Obama had just been announced as our new president, our first African American president.
I admired the history that was taking place but I was also thinking how I hoped one day I would have the opportunity to vote in an election just like the one I had watched for those last couple of months in 2008. I was only 13 years old.
It was exciting of course because it was probably the first time I had seen someone being inaugurated into the presidential chair. I was only a baby when President Bill Clinton was in office and in kindergarten when President George W. Bush followed. As a 5-year-old your interest in politics is very low and I mean “very.”
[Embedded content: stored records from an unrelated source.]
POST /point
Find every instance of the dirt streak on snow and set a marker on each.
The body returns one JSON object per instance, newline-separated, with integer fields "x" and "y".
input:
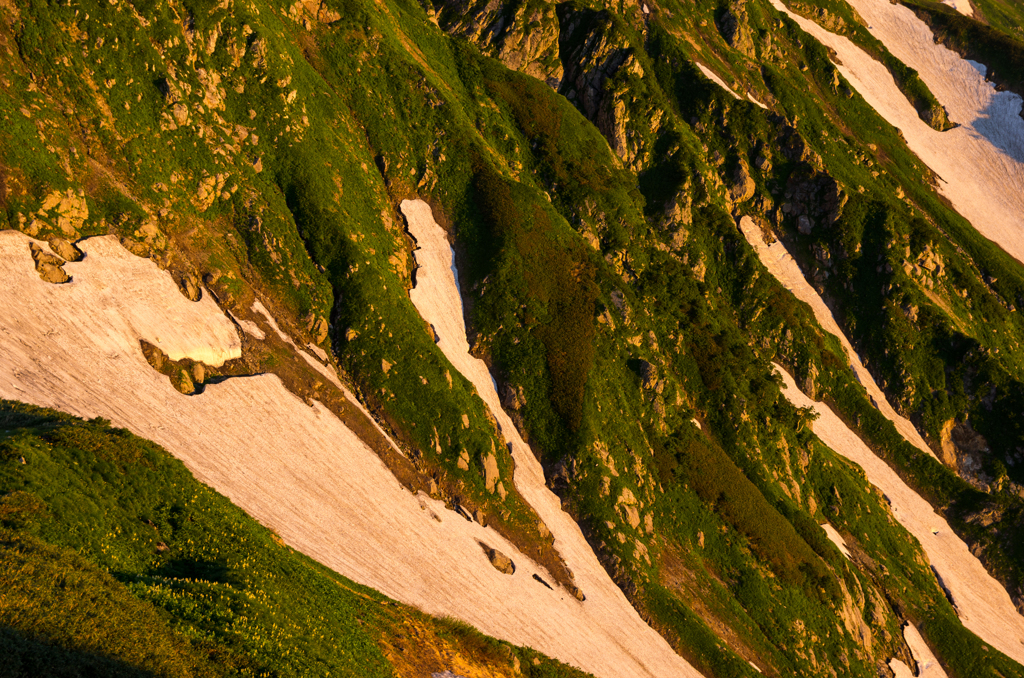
{"x": 300, "y": 471}
{"x": 928, "y": 666}
{"x": 983, "y": 605}
{"x": 981, "y": 163}
{"x": 606, "y": 612}
{"x": 780, "y": 264}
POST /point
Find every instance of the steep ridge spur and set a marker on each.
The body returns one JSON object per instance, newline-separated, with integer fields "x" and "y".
{"x": 980, "y": 163}
{"x": 780, "y": 264}
{"x": 301, "y": 472}
{"x": 983, "y": 605}
{"x": 436, "y": 297}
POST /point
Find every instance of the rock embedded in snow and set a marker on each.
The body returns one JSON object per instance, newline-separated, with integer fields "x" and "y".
{"x": 491, "y": 472}
{"x": 502, "y": 562}
{"x": 48, "y": 266}
{"x": 66, "y": 249}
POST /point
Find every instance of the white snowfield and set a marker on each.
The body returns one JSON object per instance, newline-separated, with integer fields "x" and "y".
{"x": 633, "y": 647}
{"x": 981, "y": 163}
{"x": 780, "y": 264}
{"x": 301, "y": 472}
{"x": 983, "y": 605}
{"x": 928, "y": 666}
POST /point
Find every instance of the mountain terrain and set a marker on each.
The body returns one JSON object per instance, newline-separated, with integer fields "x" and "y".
{"x": 498, "y": 338}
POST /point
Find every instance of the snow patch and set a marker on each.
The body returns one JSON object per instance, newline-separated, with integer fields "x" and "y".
{"x": 980, "y": 163}
{"x": 983, "y": 605}
{"x": 294, "y": 467}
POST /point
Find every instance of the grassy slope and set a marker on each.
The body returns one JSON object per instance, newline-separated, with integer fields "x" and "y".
{"x": 396, "y": 109}
{"x": 117, "y": 560}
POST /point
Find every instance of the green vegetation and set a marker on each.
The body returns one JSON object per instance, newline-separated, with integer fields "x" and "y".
{"x": 117, "y": 561}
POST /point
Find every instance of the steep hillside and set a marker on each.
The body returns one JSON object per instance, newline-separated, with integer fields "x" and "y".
{"x": 660, "y": 338}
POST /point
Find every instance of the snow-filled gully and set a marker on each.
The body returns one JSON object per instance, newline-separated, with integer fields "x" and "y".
{"x": 76, "y": 347}
{"x": 436, "y": 297}
{"x": 980, "y": 163}
{"x": 983, "y": 605}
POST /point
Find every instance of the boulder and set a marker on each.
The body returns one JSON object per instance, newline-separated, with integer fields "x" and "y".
{"x": 47, "y": 265}
{"x": 66, "y": 249}
{"x": 742, "y": 186}
{"x": 502, "y": 562}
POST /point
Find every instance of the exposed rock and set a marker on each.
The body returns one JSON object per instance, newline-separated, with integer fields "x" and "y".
{"x": 964, "y": 450}
{"x": 525, "y": 38}
{"x": 66, "y": 249}
{"x": 512, "y": 397}
{"x": 810, "y": 385}
{"x": 627, "y": 505}
{"x": 317, "y": 327}
{"x": 188, "y": 284}
{"x": 48, "y": 265}
{"x": 732, "y": 25}
{"x": 69, "y": 207}
{"x": 182, "y": 381}
{"x": 742, "y": 186}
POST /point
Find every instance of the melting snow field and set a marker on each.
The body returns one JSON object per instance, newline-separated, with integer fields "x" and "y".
{"x": 75, "y": 347}
{"x": 606, "y": 611}
{"x": 927, "y": 664}
{"x": 982, "y": 603}
{"x": 981, "y": 163}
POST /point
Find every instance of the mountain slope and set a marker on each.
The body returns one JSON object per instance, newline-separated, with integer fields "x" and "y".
{"x": 590, "y": 179}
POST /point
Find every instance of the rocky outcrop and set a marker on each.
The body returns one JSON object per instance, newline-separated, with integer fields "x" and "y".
{"x": 731, "y": 23}
{"x": 813, "y": 198}
{"x": 502, "y": 562}
{"x": 742, "y": 183}
{"x": 66, "y": 249}
{"x": 523, "y": 37}
{"x": 48, "y": 265}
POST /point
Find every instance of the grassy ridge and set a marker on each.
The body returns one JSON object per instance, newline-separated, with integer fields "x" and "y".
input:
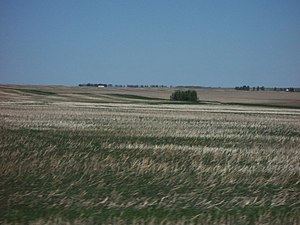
{"x": 114, "y": 163}
{"x": 89, "y": 175}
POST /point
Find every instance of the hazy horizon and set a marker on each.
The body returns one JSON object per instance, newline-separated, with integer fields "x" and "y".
{"x": 196, "y": 43}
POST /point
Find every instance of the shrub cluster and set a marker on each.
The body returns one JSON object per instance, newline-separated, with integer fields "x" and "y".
{"x": 189, "y": 95}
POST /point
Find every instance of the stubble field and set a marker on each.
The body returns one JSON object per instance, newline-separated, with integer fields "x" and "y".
{"x": 95, "y": 158}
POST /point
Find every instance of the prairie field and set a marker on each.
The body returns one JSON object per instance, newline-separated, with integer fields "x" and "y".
{"x": 116, "y": 156}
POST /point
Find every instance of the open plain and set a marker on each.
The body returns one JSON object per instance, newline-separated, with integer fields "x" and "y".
{"x": 84, "y": 155}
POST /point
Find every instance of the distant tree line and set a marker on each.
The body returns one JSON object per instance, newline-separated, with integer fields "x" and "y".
{"x": 247, "y": 88}
{"x": 189, "y": 95}
{"x": 262, "y": 88}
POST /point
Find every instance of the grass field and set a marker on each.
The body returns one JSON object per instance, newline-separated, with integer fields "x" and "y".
{"x": 117, "y": 156}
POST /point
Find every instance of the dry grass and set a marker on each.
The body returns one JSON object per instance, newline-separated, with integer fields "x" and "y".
{"x": 72, "y": 162}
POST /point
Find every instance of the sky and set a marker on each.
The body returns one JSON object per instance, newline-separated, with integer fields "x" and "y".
{"x": 222, "y": 43}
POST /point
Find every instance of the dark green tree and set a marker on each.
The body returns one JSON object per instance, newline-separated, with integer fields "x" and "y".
{"x": 189, "y": 95}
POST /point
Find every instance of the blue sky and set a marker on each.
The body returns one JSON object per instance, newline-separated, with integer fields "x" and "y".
{"x": 209, "y": 43}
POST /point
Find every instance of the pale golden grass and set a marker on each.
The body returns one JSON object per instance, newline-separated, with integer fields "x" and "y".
{"x": 201, "y": 153}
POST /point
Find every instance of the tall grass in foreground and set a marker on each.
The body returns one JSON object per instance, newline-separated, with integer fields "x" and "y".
{"x": 148, "y": 165}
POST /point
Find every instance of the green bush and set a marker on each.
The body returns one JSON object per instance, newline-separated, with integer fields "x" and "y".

Growing up, I always went with my mom, when she would make her way to the voting poll at our newest elementary school. I’d sit on the bench and watch as many other people lined up — older folks, young ones, men, women, all with their voter’s registration card in their hands. They’d step up between the blue little dividers, take their picks, and leave with a smile on their faces.
My mom learned from her own mother, who didn’t speak, read or write English, but would make the effort to vote in every election that occurred.
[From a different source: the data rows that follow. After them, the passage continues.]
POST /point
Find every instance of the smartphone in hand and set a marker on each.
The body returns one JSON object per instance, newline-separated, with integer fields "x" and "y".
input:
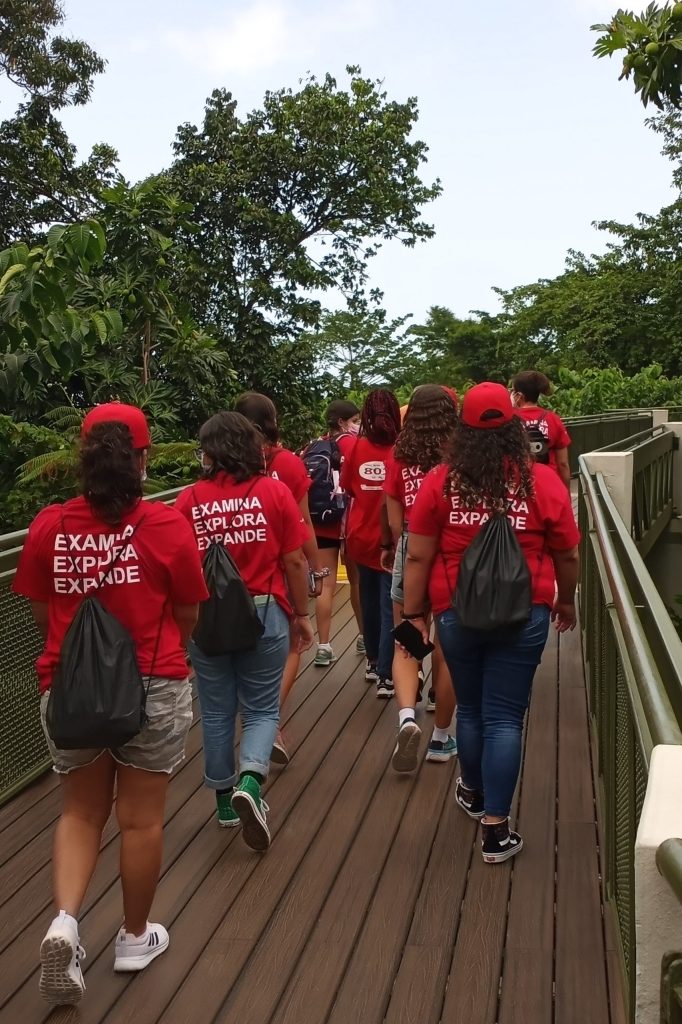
{"x": 411, "y": 638}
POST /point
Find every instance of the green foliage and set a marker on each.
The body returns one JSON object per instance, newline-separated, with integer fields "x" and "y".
{"x": 652, "y": 44}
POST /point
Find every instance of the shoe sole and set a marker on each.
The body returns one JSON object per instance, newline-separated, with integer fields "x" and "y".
{"x": 279, "y": 756}
{"x": 499, "y": 858}
{"x": 126, "y": 965}
{"x": 56, "y": 984}
{"x": 407, "y": 750}
{"x": 254, "y": 828}
{"x": 439, "y": 757}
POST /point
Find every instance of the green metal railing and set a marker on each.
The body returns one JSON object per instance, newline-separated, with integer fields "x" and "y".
{"x": 634, "y": 667}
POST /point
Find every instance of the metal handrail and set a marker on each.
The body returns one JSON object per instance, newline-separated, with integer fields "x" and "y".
{"x": 659, "y": 718}
{"x": 669, "y": 862}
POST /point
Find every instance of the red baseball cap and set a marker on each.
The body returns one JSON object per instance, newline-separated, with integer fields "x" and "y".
{"x": 117, "y": 412}
{"x": 486, "y": 406}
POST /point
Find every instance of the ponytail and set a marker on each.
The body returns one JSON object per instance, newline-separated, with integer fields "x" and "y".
{"x": 110, "y": 471}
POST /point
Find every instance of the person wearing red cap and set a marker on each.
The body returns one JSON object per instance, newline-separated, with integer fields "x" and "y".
{"x": 428, "y": 426}
{"x": 141, "y": 560}
{"x": 488, "y": 468}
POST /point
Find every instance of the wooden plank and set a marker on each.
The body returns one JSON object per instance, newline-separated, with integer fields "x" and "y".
{"x": 420, "y": 984}
{"x": 366, "y": 989}
{"x": 581, "y": 971}
{"x": 526, "y": 986}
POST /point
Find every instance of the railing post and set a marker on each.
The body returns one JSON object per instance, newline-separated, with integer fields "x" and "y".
{"x": 657, "y": 916}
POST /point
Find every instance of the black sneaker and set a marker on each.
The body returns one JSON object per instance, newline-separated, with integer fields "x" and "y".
{"x": 385, "y": 688}
{"x": 471, "y": 801}
{"x": 499, "y": 843}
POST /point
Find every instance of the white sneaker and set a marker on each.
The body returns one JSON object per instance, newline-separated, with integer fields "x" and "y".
{"x": 134, "y": 952}
{"x": 60, "y": 957}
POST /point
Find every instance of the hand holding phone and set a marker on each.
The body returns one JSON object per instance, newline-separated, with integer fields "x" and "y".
{"x": 411, "y": 639}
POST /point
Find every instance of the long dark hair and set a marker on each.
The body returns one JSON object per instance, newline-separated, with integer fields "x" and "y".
{"x": 530, "y": 383}
{"x": 484, "y": 465}
{"x": 110, "y": 471}
{"x": 233, "y": 444}
{"x": 381, "y": 417}
{"x": 429, "y": 422}
{"x": 261, "y": 412}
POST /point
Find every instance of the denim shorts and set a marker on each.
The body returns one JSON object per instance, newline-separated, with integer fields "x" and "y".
{"x": 160, "y": 743}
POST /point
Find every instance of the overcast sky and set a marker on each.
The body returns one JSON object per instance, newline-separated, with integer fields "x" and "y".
{"x": 531, "y": 136}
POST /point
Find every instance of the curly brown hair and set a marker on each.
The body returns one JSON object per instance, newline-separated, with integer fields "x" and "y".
{"x": 484, "y": 465}
{"x": 110, "y": 471}
{"x": 429, "y": 423}
{"x": 235, "y": 445}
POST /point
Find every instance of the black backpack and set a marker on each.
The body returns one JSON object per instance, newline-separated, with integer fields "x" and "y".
{"x": 323, "y": 460}
{"x": 228, "y": 621}
{"x": 97, "y": 696}
{"x": 494, "y": 583}
{"x": 539, "y": 442}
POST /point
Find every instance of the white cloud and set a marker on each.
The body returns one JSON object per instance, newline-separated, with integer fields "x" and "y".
{"x": 266, "y": 32}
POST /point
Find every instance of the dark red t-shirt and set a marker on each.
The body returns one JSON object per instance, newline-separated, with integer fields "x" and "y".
{"x": 550, "y": 425}
{"x": 402, "y": 483}
{"x": 68, "y": 552}
{"x": 542, "y": 523}
{"x": 257, "y": 520}
{"x": 363, "y": 476}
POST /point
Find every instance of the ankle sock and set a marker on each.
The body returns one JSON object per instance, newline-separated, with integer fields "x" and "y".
{"x": 406, "y": 715}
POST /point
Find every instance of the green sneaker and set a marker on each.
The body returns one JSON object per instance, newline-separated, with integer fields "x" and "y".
{"x": 227, "y": 816}
{"x": 251, "y": 809}
{"x": 325, "y": 656}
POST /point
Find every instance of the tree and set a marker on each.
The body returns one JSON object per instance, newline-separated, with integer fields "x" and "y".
{"x": 41, "y": 180}
{"x": 652, "y": 44}
{"x": 294, "y": 200}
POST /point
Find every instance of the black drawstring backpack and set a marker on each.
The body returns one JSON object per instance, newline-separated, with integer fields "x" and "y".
{"x": 494, "y": 583}
{"x": 97, "y": 696}
{"x": 228, "y": 622}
When I’d see my mom vote I knew one day I wanted to do it too. I one day wanted to vote.
Now, here we are here in 2016, eight years later. I’m now 21 and will be participating in my first presidential election. While I thought at 13 it would be fun, I now know it’s an important factor in determining who is capable of running our beautiful country.
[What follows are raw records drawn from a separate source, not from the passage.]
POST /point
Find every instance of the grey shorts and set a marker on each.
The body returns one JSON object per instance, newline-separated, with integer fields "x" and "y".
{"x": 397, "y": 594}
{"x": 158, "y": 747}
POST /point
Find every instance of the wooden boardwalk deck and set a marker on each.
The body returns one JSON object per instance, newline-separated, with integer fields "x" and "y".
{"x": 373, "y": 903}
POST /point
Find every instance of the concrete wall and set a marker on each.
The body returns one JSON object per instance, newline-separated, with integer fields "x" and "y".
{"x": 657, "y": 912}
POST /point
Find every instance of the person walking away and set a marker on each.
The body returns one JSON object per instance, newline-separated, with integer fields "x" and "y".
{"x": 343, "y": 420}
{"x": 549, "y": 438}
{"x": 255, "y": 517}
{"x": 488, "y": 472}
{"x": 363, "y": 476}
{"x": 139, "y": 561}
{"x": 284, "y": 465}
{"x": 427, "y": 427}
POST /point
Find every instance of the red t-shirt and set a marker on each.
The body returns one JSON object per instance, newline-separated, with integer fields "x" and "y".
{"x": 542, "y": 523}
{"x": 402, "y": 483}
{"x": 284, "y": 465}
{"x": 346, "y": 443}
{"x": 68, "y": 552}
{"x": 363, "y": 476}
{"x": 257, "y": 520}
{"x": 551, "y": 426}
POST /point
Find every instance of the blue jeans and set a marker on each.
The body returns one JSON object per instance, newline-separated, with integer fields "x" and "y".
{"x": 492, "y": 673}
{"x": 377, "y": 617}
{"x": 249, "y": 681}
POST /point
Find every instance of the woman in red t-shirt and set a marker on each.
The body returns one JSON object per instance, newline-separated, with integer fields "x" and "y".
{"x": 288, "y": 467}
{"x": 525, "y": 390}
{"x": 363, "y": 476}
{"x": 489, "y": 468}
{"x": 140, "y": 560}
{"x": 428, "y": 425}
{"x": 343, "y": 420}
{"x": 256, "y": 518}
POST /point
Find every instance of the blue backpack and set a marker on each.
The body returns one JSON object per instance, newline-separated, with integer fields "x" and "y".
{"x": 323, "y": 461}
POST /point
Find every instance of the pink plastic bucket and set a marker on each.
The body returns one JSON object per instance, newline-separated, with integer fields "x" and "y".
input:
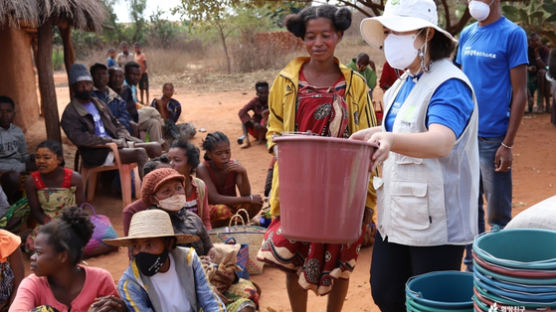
{"x": 323, "y": 187}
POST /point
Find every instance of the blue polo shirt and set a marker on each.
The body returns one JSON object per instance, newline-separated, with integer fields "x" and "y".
{"x": 486, "y": 54}
{"x": 451, "y": 105}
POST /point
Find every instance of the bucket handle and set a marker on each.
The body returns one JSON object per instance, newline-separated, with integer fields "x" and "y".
{"x": 417, "y": 294}
{"x": 237, "y": 216}
{"x": 85, "y": 205}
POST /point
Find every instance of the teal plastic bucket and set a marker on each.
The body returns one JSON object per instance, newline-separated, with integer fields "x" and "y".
{"x": 515, "y": 280}
{"x": 525, "y": 249}
{"x": 442, "y": 289}
{"x": 415, "y": 306}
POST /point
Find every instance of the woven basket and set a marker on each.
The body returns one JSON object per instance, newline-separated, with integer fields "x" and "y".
{"x": 242, "y": 234}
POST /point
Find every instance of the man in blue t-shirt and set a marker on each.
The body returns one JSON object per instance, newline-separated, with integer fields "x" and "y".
{"x": 493, "y": 54}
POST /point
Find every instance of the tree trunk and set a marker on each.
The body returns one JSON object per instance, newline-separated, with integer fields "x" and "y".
{"x": 46, "y": 82}
{"x": 223, "y": 39}
{"x": 69, "y": 55}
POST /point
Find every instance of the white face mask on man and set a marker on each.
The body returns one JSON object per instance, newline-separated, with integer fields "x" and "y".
{"x": 399, "y": 50}
{"x": 479, "y": 10}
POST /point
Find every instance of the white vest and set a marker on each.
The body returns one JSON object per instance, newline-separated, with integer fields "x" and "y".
{"x": 433, "y": 201}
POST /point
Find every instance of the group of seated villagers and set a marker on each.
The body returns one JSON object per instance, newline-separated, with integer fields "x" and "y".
{"x": 173, "y": 263}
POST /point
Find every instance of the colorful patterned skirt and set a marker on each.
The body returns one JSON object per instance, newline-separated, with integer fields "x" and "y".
{"x": 316, "y": 264}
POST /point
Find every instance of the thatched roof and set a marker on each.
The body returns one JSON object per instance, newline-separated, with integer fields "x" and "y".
{"x": 83, "y": 14}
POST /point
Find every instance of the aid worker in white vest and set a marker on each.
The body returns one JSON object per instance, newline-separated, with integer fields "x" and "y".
{"x": 428, "y": 189}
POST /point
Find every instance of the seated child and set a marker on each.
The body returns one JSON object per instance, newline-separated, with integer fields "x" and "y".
{"x": 222, "y": 175}
{"x": 164, "y": 189}
{"x": 170, "y": 111}
{"x": 255, "y": 124}
{"x": 14, "y": 159}
{"x": 59, "y": 280}
{"x": 184, "y": 158}
{"x": 163, "y": 276}
{"x": 11, "y": 268}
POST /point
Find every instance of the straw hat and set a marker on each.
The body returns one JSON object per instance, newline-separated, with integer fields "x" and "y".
{"x": 154, "y": 179}
{"x": 151, "y": 223}
{"x": 401, "y": 16}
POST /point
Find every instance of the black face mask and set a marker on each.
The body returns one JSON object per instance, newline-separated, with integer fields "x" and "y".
{"x": 85, "y": 95}
{"x": 149, "y": 264}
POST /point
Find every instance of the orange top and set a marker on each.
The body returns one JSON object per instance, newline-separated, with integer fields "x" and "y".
{"x": 141, "y": 59}
{"x": 8, "y": 244}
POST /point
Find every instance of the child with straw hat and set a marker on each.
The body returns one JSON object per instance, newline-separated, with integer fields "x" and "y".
{"x": 161, "y": 275}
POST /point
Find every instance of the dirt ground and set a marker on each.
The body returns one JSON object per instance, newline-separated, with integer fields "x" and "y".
{"x": 534, "y": 173}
I usually don’t like talking about politics with anyone except maybe with my parents or close friends but I’m dedicating this column as a way to tell everyone out there to go out and vote.
I hope everyone took the time to register before Oct. 11. There were several occasions in which the Ettling Center for Civic Leadership allowed students to register through on campus.
I now hope everyone can take themselves to the designated voting locations and vote early or on Nov. 8 for this presidential election.
While every election is just as important, this one is crucial — super crucial.
We’ve clearly all seen what each candidate has said they plan to do for our country through their interviews, conventions and political debates. (OK, maybe only one has said what they plan on doing.)
Now, let’s do something about it. Use your voices!
We live in a country where people have fought and died so we can live somewhere where we are allowed to voice our opinions and choose the person we want to lead us into the future.
This election has been very different. We’ve seen so many attacks on people, bullying, uncalled-for name calling, belittling of certain ethnicities, misogyny, and a whole lot of stereotyping.
Vote for whomever you wish for: whether it be Hilary Clinton, Donald Trump, Gary Johnson or Jill Stein. But remember to just take everything into consideration because that will be the person who will be making the decisions and be the one younger generations will have to look towards as they grow up.
We don’t need someone who doesn’t even give a clear answer when asked a question.
I’m proud to be in a country that is ALREADY great, where we have so many astonishing cultures, where I can voice my opinion as an independent woman, and attend college as a first-generation student so I can follow my dreams of becoming a journalist.
I hope everyone goes out and votes.
I won’t be voting as just a person. I will be voting as a woman, and most importantly as a second-generation Mexican-American who is proud of her roots because if it wasn’t for those roots who came to the United States years ago I would not be where I am today.
Remember your vote is your voice, so use it.